H Kiran Reddy, MD, completed a three-year fellowship in cardiovascular disease and will continue his medical education at UCSF Fresno as a fellow in the one-year interventional cardiology program. Raised in Hanford, California, Dr. Reddy’s history with UCSF Fresno dates back to the late 1990s when he participated in UCSF Fresno’s Summer Biomedical Internship Program as a student at Hanford West High School. Later, he conducted clinical rotations at UCSF Fresno as a fourth-year medical student and returned to complete residency training in internal medicine. When he completes the additional interventional cardiology fellowship, Dr. Reddy will have spent seven years training at UCSF Fresno. He intends to stay in the Valley to care for patients and work closely with his father, Hanford cardiologist, Raj Reddy, MD. “We have a lot of cases of diabetes, end-stage renal disease and hypertension,” Dr. H Kiran Reddy said. “These diseases happen early in life and many patients do not have good access to health care. Coronary artery disease can occur as a result of untreated, secondary diseases.” His goal is to increase access to cardiac health care in Hanford and throughout the Valley. When not working, he enjoys spending time with his two children and wife Pooja Reddy, MD, who also completed internal medicine residency training at UCSF Fresno. Dr. Pooja Reddy is a current faculty member who works with internal medicine residents at the VA Central California Health Care System in Fresno.
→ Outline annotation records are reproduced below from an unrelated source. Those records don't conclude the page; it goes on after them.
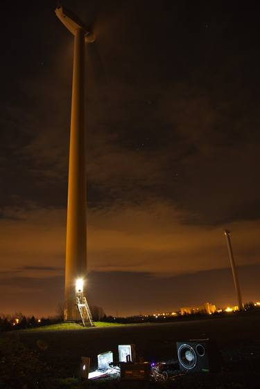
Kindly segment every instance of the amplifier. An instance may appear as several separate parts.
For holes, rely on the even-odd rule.
[[[150,379],[150,363],[120,363],[121,379],[122,381],[148,381]]]

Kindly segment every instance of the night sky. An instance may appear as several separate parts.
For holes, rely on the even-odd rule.
[[[88,296],[107,314],[260,299],[254,2],[67,0],[86,58]],[[0,313],[64,293],[73,37],[56,2],[2,2]]]

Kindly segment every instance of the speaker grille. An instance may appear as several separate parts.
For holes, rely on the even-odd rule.
[[[178,359],[184,369],[193,369],[197,363],[196,353],[191,345],[184,343],[177,351]]]

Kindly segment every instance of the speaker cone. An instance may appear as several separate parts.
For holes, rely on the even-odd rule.
[[[178,350],[178,359],[185,369],[193,369],[197,363],[197,356],[194,349],[184,343]]]

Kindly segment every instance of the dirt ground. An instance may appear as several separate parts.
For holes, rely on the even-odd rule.
[[[7,336],[17,336],[30,347],[40,350],[41,358],[60,379],[77,377],[82,356],[91,357],[91,370],[96,368],[96,356],[101,352],[111,350],[116,360],[119,344],[135,344],[137,355],[146,361],[176,361],[176,341],[210,338],[216,341],[223,355],[223,370],[220,373],[190,373],[162,383],[96,381],[88,383],[87,388],[257,389],[260,388],[259,324],[260,315],[251,314],[84,331],[17,332]],[[69,386],[69,383],[60,382],[60,385],[55,387],[83,388],[86,383]],[[51,389],[51,385],[49,387]]]

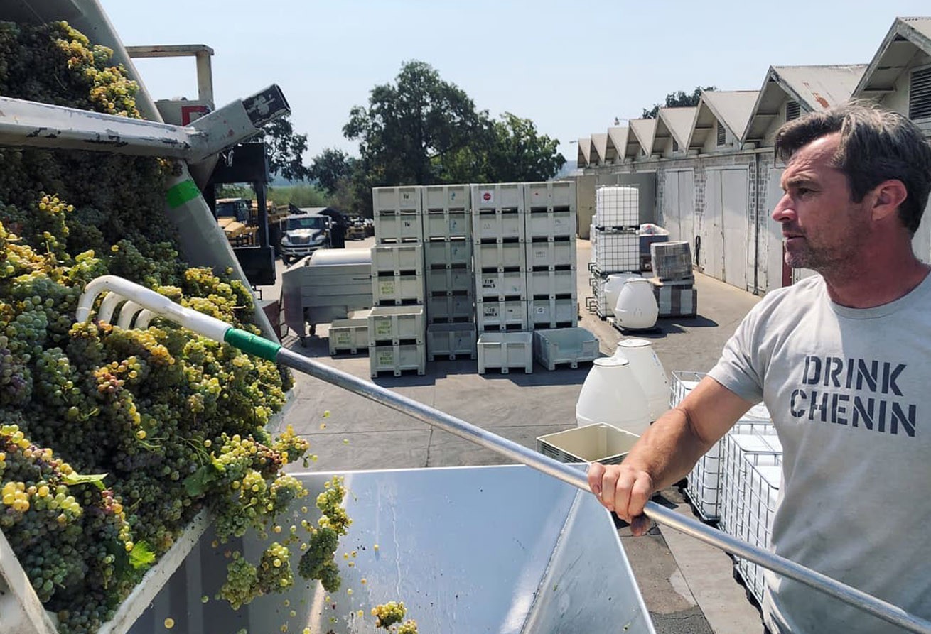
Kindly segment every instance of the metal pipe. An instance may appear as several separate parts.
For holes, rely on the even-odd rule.
[[[385,390],[346,372],[324,365],[296,352],[282,348],[277,362],[304,374],[319,378],[355,394],[380,403],[394,410],[407,414],[427,425],[438,427],[466,441],[552,476],[583,491],[589,491],[586,474],[575,467],[558,462],[513,441],[493,434],[453,416],[425,405],[413,399]],[[644,514],[651,520],[695,537],[726,552],[742,557],[764,568],[820,590],[845,603],[911,632],[931,634],[931,621],[913,616],[893,605],[856,588],[843,584],[821,573],[806,568],[775,553],[750,546],[735,537],[706,526],[655,502],[647,502]]]

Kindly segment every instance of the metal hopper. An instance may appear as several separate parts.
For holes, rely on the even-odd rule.
[[[329,478],[294,475],[311,495],[281,518],[286,527],[317,522],[312,500]],[[654,631],[614,522],[573,486],[523,466],[353,471],[345,486],[353,523],[337,550],[343,585],[330,601],[318,582],[296,573],[288,593],[239,611],[214,600],[224,551],[241,548],[258,561],[269,542],[213,548],[208,530],[129,631],[162,631],[171,618],[182,632],[284,625],[289,632],[376,632],[371,609],[389,601],[404,601],[425,634]],[[300,554],[292,552],[292,567]]]

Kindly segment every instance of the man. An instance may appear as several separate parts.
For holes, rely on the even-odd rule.
[[[775,551],[931,619],[931,277],[911,250],[931,146],[908,119],[848,104],[787,123],[776,152],[786,262],[820,275],[768,293],[708,376],[588,483],[642,535],[650,495],[762,400],[784,448]],[[773,634],[900,631],[765,579]]]

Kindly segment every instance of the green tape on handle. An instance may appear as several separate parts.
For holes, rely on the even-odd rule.
[[[237,328],[227,330],[223,340],[247,354],[254,354],[268,361],[275,361],[278,356],[278,350],[281,350],[280,344]]]
[[[172,209],[177,209],[184,203],[192,201],[200,195],[200,190],[197,189],[196,183],[188,178],[187,180],[182,180],[180,183],[171,187],[167,194],[169,206]]]

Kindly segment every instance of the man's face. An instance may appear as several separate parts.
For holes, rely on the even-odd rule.
[[[854,203],[832,159],[840,134],[816,139],[796,152],[782,174],[785,194],[773,211],[782,225],[786,263],[823,275],[849,264],[870,235],[866,201]]]

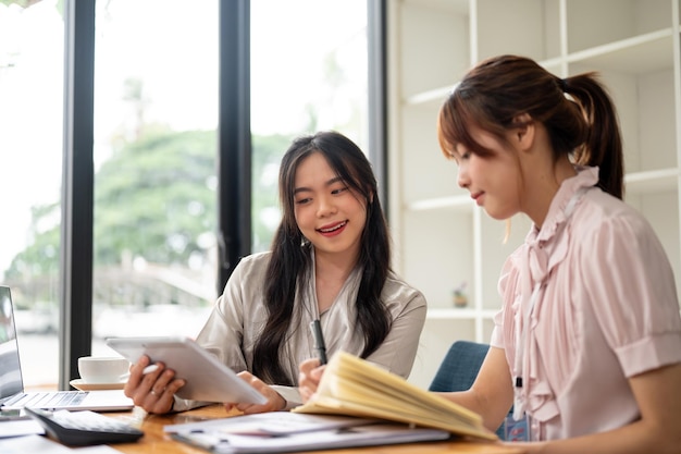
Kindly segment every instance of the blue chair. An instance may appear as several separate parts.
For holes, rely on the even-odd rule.
[[[456,341],[435,372],[429,391],[448,392],[470,389],[488,349],[487,344]],[[504,440],[504,424],[497,429],[496,434]]]

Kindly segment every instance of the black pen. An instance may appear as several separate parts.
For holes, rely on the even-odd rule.
[[[317,356],[319,357],[319,361],[324,365],[326,364],[326,345],[324,344],[324,335],[322,334],[322,326],[319,319],[310,322],[310,329],[312,330],[312,338],[314,338]]]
Juan Rios, MD, completed a three-year residency program in family and community medicine. Dr. Rios was born and raised in Reedley and graduated from Reedley High School. As the son of a 17-year-old mom and growing up in a rural farming community, it was challenging to evolve beyond the low expectations preconceived by his upbringing, he said. But, he was drawn to the sciences as a young student. While taking Advanced Placement courses in high school, he noted the relationship between science and medicine and the idea of working in medicine and applying science to real-life situations appealed to him. After witnessing the declining health of loved ones due to limited access to health care, dedicating himself to becoming a physician was an easy decision. Family medicine was especially attractive because it allows for the unique opportunity to care for a wide variety of patients on any given day. There was never any doubt that UCSF Fresno is where he wanted to train, close to home. In fact, a significant portion of his residency training took place in his hometown. The first in his family to seek education beyond high school, Rios found it intimidating trying to navigate college and medical school with very little guidance. But, he persisted. After graduation, Dr. Rios will work at United Health Centers in Selma, California. In his spare time, he enjoys spending time with his wife and kids. He also enjoys regular exercise, watching baseball (Giants) and football (Cowboys) games, and his newest hobby, barbecuing.